While looking through their stock, I noticed that several of them were damaged and other people had passed them over and set them aside. (not too good for a fence, put perfect for a weathered coffin) I asked the guy in the lumber area if they would sell me the damaged ones at a discount... he said the lowest he could go was 51¢!!! I was floored. That's dirt cheap and a much better discount than I was looking for! I walked out with 16 pickets for $8.16 (before tax)

I'm fairly certain any Home Depot, Lowe's, or any other store would offer a similar discount!

Thanks again for all the help I've received and hope this helps someone on a budget! Happy Haunting!


----------



## cylonfrogqueen (Feb 13, 2008)

Whhhhhooooo Hooo Spooki in Co ! Hubby just built the toe pincher Scare FX plans.
Paid a small $......certainly isn't a $25 toe pincher anymore. But it came out very nice.
But boy do I wish we had our wits about us like you did.
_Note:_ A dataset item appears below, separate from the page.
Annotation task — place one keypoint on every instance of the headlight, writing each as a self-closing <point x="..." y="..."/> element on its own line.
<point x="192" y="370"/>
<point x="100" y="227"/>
Sadly we tossed those damaged ones to the side, instead of asking for a discount. ( we hang our head in shame. tsk. tsk.)
But be dang...next time....we are askin for a discount and carting those damaged ones home !
Thanks for the post !


----------



## Coffin Kathy (Jun 28, 2008)

Does this mean I can stop stealing old fencing from empty homes ? Thanks for the information I'll try it this weekend. 
Coffin Kathy


----------



## Tsloth (Aug 23, 2008)

Home Depot in Murfeesboro,TN had $1.29 for fencing boards--slight bargain if you can't get them cheaper.


----------



## MonsterMike (Jul 30, 2010)

Look on Craigslist in the free section. I found at least 2 people wanting picket fences taken down for free wood. Score!!!


----------



## Abunai (Jan 28, 2008)

Great thinking, spooky.


----------



## bl00d (Aug 26, 2010)

I use wood from pallets, they work great, and you can get them for free!!!


----------



## Ghost Ninja (Aug 25, 2013)

Thanks for sharing. By the way, how many boards did you end up needing to build your Toe Pincher? I going to swing by Lowes and HD later this week to wee what I can find.


----------



## BCReaper (Aug 15, 2011)

Hey Spooky,

Great pick-up!

A friend and I built a couple of ScareFX coffins a few years ago. They came out great. I get tons of compliments on it.

Hope your build goes well.

BCR


----------



## S_Toast (Jul 19, 2011)

Sounds like I may be building more coffins in the near future. Headed to Home Depot today for foam and wood (hopefully I can find damaged for a discount), then off to CostCo to see if they have any skelly residents for my coffins...


----------



## Scary Papa (Jan 31, 2012)

Hey Spooky, great deal on the wood. You never know unless you ask. I often ask for damaged items at Lowes


----------



## Scary Papa (Jan 31, 2012)

Just went to Lowes again and scored 85 damaged? (they actually looked good to me) fence boards for 50 cents each. I'm doing the happy dance now.


----------



## function12 (May 17, 2011)

I just used old fence boards from around my house. Had some damaged one and replaced them with new ones. I use the old weathered ones for my coffin.


----------



## stuffyteddybare (Sep 20, 2013)

old fencing is the way to go..what do these old fences look like?..I've built so many full size coffins and small coffins (perfect for party coolers) from fencing..spring and summer is the best time to look for them as many people GIVE them away for free on craigslist..this is just a sample of what I have built.


----------



## Ghost Ninja (Aug 25, 2013)

Sweet!!!!!!


----------



## WitchyWolf (Sep 4, 2013)

Just planks, right? Like pallets, only smaller. We dont have wooden fencing around where i live, itd mold instantly


----------



## stuffyteddybare (Sep 20, 2013)

I use both wooden pallets and stockade fencing..I found the stockade fencing is good for small coffins and crosses and it is light as all get go..don't use the blue pallets though they are god awful heavy and hard to work with..the older the pallet is the better looking the prop turns out..less painting that way too. I
ll make two kinds of big coffins..ones that are heavy duty so people can stand inside them for pictures and others for displays..which are much lighter.


----------